What was your first published (or performed) credit as a writer?

Probably the two text-based adventure games I wrote and programmed as a teenager, which were published by Zenobi Software in the mid-1990s.

Which piece of writing work are you most proud of?

Whatever I’m currently in the latter stages of finishing.

Who or what inspires you to write?

Some kind of constant internal drive, a compulsion that feels like it might have to be medicated away one day.

How do you switch off when you’re not writing?

Cinema, music, sleep, various intoxicants, telling myself to ‘switch off’ repeatedly under my breath.
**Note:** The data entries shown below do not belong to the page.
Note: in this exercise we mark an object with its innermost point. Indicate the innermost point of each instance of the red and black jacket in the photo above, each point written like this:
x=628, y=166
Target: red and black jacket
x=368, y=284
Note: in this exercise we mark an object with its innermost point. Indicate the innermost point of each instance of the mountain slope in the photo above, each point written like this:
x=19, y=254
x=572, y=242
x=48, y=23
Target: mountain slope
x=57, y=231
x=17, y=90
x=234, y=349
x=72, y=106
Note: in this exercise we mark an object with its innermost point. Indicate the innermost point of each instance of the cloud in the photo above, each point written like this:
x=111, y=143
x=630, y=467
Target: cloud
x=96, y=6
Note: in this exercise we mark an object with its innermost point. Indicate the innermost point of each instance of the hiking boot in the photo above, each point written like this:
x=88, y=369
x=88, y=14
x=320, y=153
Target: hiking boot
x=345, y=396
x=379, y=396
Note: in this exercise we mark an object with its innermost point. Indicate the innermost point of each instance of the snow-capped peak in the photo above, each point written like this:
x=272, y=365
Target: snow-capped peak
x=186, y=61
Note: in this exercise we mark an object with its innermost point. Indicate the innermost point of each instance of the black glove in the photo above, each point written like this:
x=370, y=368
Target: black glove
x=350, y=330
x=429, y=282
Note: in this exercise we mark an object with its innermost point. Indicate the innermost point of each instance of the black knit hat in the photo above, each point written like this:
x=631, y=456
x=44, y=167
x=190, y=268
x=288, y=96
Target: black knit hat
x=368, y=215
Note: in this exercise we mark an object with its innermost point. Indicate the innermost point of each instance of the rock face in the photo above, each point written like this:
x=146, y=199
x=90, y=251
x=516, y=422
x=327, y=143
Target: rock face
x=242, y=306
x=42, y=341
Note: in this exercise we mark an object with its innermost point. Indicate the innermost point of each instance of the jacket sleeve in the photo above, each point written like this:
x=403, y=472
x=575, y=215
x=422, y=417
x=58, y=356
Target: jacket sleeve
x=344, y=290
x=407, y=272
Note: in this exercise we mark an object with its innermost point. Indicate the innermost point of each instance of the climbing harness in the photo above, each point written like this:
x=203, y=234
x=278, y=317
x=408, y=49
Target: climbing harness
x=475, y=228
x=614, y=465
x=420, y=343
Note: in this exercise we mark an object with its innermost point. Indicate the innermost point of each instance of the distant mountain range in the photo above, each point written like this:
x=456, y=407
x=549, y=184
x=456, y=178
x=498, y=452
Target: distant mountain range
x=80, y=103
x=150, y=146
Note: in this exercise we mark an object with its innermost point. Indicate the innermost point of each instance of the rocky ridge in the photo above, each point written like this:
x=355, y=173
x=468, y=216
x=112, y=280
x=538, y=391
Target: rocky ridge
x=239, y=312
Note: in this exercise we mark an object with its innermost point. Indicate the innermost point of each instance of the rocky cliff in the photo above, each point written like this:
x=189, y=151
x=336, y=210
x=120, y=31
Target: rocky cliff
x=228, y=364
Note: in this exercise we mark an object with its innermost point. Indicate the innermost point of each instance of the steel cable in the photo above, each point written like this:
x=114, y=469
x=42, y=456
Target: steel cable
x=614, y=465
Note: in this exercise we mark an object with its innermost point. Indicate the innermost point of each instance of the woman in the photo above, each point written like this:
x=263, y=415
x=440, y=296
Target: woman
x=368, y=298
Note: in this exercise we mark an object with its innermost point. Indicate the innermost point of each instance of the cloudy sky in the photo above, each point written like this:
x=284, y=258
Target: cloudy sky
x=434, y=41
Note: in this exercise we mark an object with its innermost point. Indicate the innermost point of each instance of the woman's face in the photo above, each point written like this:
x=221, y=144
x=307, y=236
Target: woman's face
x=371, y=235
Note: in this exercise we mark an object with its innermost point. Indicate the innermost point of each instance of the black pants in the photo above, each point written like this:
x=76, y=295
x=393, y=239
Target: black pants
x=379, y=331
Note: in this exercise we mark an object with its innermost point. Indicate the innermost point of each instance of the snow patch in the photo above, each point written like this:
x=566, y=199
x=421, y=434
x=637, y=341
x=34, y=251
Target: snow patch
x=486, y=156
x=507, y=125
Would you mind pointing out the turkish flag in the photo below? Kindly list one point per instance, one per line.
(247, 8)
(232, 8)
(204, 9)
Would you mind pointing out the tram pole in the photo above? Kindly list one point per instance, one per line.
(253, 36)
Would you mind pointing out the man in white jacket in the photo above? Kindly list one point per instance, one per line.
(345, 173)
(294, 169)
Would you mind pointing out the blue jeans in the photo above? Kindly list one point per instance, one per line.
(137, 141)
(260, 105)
Which one piece of advice would you give to aspiring writers?

Put in the 10,000 hours. By then, you’ll be good. Also, as someone once said, the difference between a writer and a dilettante is very simple: a writer finishes things.

Why are you a member of WGGB?

To take advantage of the service for writers (since I don’t have an agent), learn about opportunities for writers, network and stay ‘in the loop’ for all matters writing. And because, right now, trade unions are more important than ever.

Alan Devey was raised on a council estate and his recent spec scripts include a TV mini-series about serial killer Roy Fontaine, low-budget gangster feature Passive-Aggressive and co-written sitcom The Home Front.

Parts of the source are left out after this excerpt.